Nevertheless, the CFO is becoming a strategic influencer, if not a strategic leader, in many companies. Having digitally-enabled insights will only enhance finance’s ability to provide key data and information to guide leadership toward decisions that add value and spur growth.

  • Here are some questions to get your thinking started about your journey toward the future of finance.
  • How can we increase the focus on value creation for the enterprise?
  • How are we utilizing digital solutions to enable profitable growth?
  • What key business questions do we struggle to answer quickly?
  • How does our data strategy enable the needs of the business, our customers, and our teams?
  • What operating model changes are needed to adapt to changing requirements quickly?
  • What critical skills and competencies are needed to elevate finance’s role?

The economic challenges brought about by COVID-19 may make some organizations hesitant to invest in digital finance transformation. But experience has shown that companies that prepare during a downturn are better positioned to succeed when conditions turn positive. So, business, as usual, is no longer an option. The time to begin making changes is now.

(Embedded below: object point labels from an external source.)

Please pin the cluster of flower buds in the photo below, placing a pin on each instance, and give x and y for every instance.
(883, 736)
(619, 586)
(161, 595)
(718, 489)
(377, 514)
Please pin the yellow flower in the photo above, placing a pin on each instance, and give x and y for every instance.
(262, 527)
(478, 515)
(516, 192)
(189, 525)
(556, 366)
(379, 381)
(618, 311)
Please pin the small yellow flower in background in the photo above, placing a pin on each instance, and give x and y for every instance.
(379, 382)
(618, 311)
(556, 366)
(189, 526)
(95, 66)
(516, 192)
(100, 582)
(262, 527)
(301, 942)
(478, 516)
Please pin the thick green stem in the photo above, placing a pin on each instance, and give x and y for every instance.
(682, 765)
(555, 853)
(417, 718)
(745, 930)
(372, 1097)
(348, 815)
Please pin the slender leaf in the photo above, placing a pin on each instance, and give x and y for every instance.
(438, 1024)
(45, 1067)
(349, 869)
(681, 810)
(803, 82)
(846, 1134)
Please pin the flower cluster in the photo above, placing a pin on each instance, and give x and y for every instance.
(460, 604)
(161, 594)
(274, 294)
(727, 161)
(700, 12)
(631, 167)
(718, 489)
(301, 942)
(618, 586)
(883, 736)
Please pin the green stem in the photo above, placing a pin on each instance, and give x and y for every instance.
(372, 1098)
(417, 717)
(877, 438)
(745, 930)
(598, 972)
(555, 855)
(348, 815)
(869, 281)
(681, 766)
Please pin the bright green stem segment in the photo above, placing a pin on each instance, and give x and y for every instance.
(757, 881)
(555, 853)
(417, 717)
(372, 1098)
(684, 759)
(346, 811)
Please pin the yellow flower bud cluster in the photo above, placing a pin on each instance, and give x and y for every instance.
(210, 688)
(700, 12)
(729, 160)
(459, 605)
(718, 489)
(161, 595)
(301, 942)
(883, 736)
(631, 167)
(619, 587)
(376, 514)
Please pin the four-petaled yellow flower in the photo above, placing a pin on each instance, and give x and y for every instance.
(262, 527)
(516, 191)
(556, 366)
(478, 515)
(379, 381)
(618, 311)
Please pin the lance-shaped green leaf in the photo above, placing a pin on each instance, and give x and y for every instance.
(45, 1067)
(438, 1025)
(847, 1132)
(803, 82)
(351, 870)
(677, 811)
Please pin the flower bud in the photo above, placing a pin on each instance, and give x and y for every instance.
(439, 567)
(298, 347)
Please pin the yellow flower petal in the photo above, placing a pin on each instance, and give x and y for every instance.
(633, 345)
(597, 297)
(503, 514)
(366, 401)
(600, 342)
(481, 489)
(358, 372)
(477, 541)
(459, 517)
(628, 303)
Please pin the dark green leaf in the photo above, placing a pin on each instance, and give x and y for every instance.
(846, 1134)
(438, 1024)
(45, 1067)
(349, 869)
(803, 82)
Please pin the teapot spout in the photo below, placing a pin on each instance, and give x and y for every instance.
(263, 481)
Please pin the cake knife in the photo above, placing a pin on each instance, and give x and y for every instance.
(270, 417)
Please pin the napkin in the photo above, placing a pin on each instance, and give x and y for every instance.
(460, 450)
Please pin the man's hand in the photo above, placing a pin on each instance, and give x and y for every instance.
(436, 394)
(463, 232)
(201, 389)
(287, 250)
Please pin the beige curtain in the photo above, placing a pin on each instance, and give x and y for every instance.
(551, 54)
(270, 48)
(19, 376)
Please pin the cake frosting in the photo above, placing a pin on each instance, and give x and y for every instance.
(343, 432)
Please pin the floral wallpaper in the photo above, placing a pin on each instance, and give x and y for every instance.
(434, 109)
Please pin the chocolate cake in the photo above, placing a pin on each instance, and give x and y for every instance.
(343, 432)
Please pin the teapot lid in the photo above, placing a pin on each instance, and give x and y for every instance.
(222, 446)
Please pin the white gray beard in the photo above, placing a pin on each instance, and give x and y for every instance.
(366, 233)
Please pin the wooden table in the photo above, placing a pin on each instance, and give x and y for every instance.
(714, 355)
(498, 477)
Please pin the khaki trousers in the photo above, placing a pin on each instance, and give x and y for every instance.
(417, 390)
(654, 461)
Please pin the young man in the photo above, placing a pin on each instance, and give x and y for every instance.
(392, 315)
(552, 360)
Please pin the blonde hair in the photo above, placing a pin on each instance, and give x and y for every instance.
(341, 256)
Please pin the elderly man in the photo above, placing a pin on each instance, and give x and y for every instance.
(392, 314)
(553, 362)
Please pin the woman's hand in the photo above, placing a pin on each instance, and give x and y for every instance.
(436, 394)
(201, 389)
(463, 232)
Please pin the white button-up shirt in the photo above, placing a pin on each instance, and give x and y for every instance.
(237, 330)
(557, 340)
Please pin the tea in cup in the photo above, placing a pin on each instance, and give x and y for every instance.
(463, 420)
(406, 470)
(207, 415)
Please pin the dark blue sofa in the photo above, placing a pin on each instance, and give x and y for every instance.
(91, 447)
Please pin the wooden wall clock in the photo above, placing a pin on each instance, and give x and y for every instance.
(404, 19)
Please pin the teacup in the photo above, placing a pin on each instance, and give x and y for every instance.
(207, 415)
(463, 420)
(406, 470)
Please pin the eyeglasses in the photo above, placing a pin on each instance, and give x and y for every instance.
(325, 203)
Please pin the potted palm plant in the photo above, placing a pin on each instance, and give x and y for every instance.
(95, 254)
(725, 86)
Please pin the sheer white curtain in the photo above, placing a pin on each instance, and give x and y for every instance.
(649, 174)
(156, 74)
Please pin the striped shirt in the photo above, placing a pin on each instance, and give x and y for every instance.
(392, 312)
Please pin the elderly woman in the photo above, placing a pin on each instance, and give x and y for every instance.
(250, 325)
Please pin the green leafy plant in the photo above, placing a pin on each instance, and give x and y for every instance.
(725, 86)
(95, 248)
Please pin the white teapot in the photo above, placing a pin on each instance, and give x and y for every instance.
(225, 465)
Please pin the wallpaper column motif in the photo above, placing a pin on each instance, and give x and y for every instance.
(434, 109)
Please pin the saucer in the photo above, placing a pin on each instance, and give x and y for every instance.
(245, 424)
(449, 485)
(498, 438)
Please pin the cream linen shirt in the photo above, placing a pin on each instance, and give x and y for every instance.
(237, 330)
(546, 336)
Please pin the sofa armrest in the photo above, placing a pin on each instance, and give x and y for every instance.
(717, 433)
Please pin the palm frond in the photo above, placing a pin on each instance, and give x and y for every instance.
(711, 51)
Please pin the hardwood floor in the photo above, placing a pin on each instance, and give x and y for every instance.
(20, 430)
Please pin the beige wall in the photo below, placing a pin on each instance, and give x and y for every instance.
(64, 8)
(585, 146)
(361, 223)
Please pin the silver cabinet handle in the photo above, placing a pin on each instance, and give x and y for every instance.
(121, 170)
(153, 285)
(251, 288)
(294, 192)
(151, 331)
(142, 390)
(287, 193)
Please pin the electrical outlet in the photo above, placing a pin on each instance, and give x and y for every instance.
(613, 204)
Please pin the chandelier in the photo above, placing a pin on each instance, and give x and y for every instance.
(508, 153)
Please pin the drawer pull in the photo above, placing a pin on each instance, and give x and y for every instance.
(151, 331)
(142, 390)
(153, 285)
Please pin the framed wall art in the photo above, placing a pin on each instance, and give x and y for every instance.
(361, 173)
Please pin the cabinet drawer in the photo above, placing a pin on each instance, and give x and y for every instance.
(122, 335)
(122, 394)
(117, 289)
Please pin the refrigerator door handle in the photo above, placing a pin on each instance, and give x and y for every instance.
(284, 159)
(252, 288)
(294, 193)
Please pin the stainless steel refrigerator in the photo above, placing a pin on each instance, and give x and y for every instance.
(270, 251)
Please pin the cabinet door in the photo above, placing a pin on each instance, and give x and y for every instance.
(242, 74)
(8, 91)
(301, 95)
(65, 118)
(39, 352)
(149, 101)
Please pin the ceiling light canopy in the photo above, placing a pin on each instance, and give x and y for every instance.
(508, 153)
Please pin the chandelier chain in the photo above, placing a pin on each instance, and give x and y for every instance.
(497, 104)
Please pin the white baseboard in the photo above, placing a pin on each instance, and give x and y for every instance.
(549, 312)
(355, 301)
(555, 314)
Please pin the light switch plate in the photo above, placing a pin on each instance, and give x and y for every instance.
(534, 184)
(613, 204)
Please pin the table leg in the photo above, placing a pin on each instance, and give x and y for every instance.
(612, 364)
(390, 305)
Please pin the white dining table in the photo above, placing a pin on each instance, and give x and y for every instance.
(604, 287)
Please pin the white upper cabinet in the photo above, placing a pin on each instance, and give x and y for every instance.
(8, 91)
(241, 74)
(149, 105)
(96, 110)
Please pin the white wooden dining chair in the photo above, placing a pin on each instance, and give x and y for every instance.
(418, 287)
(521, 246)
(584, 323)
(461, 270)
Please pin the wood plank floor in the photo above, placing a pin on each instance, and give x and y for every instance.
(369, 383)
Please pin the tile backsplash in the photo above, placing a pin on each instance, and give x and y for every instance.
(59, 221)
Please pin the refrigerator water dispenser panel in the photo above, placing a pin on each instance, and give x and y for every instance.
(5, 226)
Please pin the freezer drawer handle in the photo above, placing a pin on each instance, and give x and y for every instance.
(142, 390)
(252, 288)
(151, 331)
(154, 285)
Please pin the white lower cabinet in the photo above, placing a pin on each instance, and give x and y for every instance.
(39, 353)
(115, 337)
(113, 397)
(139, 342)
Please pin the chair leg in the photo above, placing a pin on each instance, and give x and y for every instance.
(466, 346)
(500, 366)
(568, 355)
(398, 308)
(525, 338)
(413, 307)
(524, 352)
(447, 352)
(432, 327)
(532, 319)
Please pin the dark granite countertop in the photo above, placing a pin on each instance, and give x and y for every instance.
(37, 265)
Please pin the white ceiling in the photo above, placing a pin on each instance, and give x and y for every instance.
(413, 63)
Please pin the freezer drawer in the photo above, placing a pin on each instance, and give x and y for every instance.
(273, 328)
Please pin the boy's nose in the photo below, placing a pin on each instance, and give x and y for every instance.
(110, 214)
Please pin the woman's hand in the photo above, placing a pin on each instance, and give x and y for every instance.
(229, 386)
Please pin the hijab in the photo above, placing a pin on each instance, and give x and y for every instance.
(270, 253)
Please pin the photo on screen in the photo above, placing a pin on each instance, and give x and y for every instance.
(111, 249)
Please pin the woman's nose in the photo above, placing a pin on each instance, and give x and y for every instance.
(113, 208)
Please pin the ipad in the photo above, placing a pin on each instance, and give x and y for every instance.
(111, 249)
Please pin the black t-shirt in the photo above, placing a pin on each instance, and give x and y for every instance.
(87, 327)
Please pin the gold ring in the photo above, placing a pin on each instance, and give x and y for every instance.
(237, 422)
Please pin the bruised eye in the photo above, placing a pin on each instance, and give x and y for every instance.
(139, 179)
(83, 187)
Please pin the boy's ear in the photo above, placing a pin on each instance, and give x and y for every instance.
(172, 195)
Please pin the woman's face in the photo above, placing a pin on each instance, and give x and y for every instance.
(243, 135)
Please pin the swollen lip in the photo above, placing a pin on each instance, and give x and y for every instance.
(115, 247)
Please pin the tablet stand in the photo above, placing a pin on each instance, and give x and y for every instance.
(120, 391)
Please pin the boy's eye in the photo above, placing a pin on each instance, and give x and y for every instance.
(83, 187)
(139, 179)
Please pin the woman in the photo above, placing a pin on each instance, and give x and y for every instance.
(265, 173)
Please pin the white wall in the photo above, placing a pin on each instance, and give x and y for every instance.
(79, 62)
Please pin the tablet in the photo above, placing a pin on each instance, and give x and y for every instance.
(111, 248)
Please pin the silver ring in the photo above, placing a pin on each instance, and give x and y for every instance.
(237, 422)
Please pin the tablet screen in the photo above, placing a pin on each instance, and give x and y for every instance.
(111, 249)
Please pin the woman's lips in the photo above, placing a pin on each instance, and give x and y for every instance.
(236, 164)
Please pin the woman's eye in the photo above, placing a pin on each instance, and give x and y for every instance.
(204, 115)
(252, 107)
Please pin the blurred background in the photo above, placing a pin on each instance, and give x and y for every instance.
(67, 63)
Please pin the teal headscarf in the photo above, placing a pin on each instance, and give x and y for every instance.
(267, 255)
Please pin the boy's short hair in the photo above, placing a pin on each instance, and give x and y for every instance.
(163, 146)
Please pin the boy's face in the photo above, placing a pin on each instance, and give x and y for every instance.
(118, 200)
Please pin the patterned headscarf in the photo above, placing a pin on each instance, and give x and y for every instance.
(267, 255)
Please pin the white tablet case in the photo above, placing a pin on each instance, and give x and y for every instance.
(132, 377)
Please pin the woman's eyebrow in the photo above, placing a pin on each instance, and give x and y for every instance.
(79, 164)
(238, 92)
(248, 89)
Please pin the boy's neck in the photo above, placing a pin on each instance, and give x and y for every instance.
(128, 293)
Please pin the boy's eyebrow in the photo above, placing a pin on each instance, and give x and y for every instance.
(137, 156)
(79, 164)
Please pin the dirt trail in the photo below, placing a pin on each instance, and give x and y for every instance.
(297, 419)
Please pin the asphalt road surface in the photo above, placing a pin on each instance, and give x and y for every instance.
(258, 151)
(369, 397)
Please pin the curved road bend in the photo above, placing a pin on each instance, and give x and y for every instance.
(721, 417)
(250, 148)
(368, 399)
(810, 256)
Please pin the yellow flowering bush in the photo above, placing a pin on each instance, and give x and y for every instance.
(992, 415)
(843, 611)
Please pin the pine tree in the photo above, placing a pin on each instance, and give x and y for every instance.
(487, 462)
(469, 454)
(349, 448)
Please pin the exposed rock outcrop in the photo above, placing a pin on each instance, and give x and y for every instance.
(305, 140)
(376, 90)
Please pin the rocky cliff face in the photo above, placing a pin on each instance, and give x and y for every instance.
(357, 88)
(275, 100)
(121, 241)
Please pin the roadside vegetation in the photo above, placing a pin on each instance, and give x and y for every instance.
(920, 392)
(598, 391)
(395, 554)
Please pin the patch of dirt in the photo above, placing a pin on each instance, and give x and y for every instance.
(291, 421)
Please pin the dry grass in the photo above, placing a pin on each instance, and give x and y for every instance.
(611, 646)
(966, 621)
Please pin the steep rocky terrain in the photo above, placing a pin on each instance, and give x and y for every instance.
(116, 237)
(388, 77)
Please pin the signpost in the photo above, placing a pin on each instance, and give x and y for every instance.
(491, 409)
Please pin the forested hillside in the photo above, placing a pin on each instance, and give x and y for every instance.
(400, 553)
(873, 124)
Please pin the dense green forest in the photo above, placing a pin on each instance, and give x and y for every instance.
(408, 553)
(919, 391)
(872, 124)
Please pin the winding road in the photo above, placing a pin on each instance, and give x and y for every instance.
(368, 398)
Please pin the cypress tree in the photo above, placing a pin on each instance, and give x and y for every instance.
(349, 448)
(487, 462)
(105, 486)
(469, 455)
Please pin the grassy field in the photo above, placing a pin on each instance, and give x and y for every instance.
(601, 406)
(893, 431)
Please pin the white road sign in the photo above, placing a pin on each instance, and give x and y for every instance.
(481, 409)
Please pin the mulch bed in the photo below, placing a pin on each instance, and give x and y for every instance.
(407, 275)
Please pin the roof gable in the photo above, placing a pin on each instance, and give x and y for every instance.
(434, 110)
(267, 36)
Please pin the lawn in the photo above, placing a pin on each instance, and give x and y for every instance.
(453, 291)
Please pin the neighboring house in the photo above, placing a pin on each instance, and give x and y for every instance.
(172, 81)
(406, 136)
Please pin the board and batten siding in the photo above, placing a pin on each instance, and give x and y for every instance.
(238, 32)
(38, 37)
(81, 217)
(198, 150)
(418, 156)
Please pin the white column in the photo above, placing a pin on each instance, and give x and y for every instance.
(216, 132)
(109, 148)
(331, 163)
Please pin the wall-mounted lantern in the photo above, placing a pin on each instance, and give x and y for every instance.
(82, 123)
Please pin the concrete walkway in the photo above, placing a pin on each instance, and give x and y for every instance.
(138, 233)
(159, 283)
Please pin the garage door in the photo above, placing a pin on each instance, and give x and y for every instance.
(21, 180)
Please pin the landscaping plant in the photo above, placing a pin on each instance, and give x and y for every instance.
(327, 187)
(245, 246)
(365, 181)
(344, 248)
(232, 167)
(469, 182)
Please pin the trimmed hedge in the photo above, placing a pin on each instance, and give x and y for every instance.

Case study: Refining profitability data

A consumer-products company was able to gauge their overall customer and product profitability, but they couldn’t drill down by individual product, customer, and geography.

We worked with the company to restructure their underlying data to redefine what they meant by customer, product, etc. We put standards in place to drive that consistency and changed their technology platform.

With these changes, they were now able to determine their P&L by customer, product, and geography. That allowed them to identify specific metrics, like their top 10 customers or bottom 10 customers, and provide their sales teams with data they could use to negotiate better deals with their customers. This kind of data analytics can enable finance to better work with the CEO and COO to make decisions that can drive the organizations profitability.

Case study: Automation

While doing its monthly close, a financial-services company posted journal entries up to 13 times in 13 different places across all its platforms.

Working with the company, we revised their journal-entry process so that when each entry was posted, it contained all of the data required to support reporting around regulatory, legal, and management requirements, and that all of the data was capture at one time, eliminating the need for repeated entries.

We also discovered that their investment traders weren’t as careful as they needed to be when recording their transactions. We helped the company install an anomaly-detection program into the trading system. Now, if an investment product that never trades in lots over 10,000 was detected in a transaction of 100,000, the system was able to catch and correct the entry before it went into the data supply chain. The final piece was to automate the submission to the gap reporting system.